それは、安心感からだ。この場所が安全なのだと精霊達が感じている。
「私に否やはありません。樟嬰殿が見初められたのでしたら、構いません」
そうして、契約書を差し出したのだが、叉獅は受け取ろうとしない。不思議に思って見上げると、朶輝の方を見つめていた。
「なにか?」
「……いいのか? どこの誰とも知れん俺が、いくら彼女の推薦があるとはいえ……」
樟嬰へと目を向ける叉獅。その意味に気付いて朶輝は答える。
「彼女の目は確かです。この領内で、最も力のある用心棒を雇っている場所をご存知ですか?」
「あ……花街の月下楼……?」
「そうです。その用心棒達も、樟嬰殿の指導を受けています。そんな彼女が選んだのです。誰よりも信用できると思いませんか?」
「……」
きっと彼は樟嬰の実力を知っている。これは、彼女の目というより、こちらを信用できるかどうかを試しているのだ。
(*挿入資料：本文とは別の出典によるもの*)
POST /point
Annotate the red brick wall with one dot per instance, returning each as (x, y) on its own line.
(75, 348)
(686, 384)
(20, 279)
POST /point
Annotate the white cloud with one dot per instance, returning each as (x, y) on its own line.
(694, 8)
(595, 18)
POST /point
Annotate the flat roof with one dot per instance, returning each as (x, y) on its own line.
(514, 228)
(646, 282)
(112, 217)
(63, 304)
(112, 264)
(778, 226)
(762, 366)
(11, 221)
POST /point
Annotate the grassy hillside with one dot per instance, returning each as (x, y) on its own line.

「私は樟嬰殿を信頼しております。どうかお受けいただきたい。領官である私ではなく、樟嬰殿を信じていただければと思います」
「……俺が領官が嫌いだって聞いたのか?」
「いえ。寧ろ、好きな方の方が珍しいかと」
朶輝はあっけらかんと言う。それに、叉獅は思わず声を上げた。
「はははっ。なるほどっ。確かに好きな奴のが珍しいわっ」
朶輝は叉獅が気持ちの良い正直なところのある青年であると知った。それはとても好ましく映る。
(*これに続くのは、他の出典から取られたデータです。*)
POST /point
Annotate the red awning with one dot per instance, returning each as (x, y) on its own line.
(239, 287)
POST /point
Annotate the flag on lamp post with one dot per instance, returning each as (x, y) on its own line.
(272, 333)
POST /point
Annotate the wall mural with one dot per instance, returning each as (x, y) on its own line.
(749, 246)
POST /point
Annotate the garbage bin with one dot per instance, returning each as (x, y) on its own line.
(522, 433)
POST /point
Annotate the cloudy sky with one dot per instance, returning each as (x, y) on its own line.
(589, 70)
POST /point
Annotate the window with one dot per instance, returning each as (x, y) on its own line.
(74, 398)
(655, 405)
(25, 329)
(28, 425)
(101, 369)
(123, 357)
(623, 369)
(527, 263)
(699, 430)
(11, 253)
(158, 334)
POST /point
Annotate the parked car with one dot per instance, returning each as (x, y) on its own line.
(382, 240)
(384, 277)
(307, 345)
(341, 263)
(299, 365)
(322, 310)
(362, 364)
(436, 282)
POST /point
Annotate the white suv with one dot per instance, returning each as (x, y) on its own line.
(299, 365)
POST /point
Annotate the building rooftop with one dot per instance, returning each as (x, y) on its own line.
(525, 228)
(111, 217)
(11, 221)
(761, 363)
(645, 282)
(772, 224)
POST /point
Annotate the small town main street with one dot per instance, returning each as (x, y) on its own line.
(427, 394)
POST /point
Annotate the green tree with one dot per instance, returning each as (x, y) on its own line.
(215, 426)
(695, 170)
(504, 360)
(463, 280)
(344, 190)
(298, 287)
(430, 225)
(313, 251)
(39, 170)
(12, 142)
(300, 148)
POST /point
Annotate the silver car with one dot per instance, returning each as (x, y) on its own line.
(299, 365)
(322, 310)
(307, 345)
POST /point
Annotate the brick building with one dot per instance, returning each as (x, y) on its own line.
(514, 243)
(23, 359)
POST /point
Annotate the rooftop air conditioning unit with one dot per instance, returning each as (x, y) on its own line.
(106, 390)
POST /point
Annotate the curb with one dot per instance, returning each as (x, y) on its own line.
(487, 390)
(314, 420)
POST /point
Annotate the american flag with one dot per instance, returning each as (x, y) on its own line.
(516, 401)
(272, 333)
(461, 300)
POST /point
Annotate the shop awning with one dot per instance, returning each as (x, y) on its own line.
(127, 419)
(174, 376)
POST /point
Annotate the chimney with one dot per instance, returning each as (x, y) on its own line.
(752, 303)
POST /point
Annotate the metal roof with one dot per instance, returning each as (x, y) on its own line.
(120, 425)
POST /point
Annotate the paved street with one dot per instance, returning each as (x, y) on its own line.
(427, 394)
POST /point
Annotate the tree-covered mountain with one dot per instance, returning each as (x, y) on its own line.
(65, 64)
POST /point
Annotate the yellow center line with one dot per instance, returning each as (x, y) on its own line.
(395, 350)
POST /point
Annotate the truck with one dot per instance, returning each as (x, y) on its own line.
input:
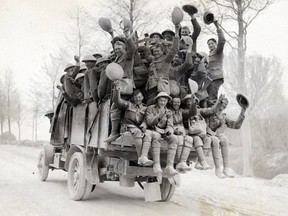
(89, 160)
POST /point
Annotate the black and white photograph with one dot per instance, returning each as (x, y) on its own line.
(143, 107)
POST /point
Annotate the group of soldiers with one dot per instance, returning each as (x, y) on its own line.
(153, 101)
「けど、あんたも嫌いじゃねえ。領官にしては珍しい奴だな」
「そう言っていただけると誇らしい気持ちになります。アレらと一緒にされたくありませんから」
「っ、くくっ、気に入ったぜ! 好きに使ってくれ。これからよろしく頼む。俺は叉獅だ」
「私は朶輝と申します。お力添え感謝します」
二人ともいい笑顔で手を握り合う。樟嬰も良かったと頷いた。
「将軍には補佐が二人つくことになるのですが、副将軍の二人の任命も一任します」
「いいのか? それだと、俺の都合の良い扱いやすい奴を任命するかもしれん。そうなれば……」
「軍部が独立し、反対する勢力や領城を落とすことになりかねないとでも?」
将軍の独断で動かせるような軍は危険だ。その危険性を叉獅は理解していた。
「あなたは分かっておられるようですからね。そうはならないでしょう。何より、今のこの領の状態では、軍議などもありません。軍の方で勝手に決めて勝手に出撃してくださって結構です。ただし、報告書だけは後でもいいので上げてくださいね」
「……そんなんでいいのかよ……」
それでは本当に独立してしまっている。
「寧ろそれが良いんです」
そうして朶輝は樟嬰へ視線を向けた。
「そうですよね」
「そういうことだ。バカ共を捕縛するにも捕縛できるものがいないのが現状でな。兵は必要だった」
不正の証拠は上がってきているし、いつでも捕縛できる態勢が整いつつある。しかし、捕縛できる兵がいない。だからこそ怖いものはないと好き勝手やっている状況なのだ。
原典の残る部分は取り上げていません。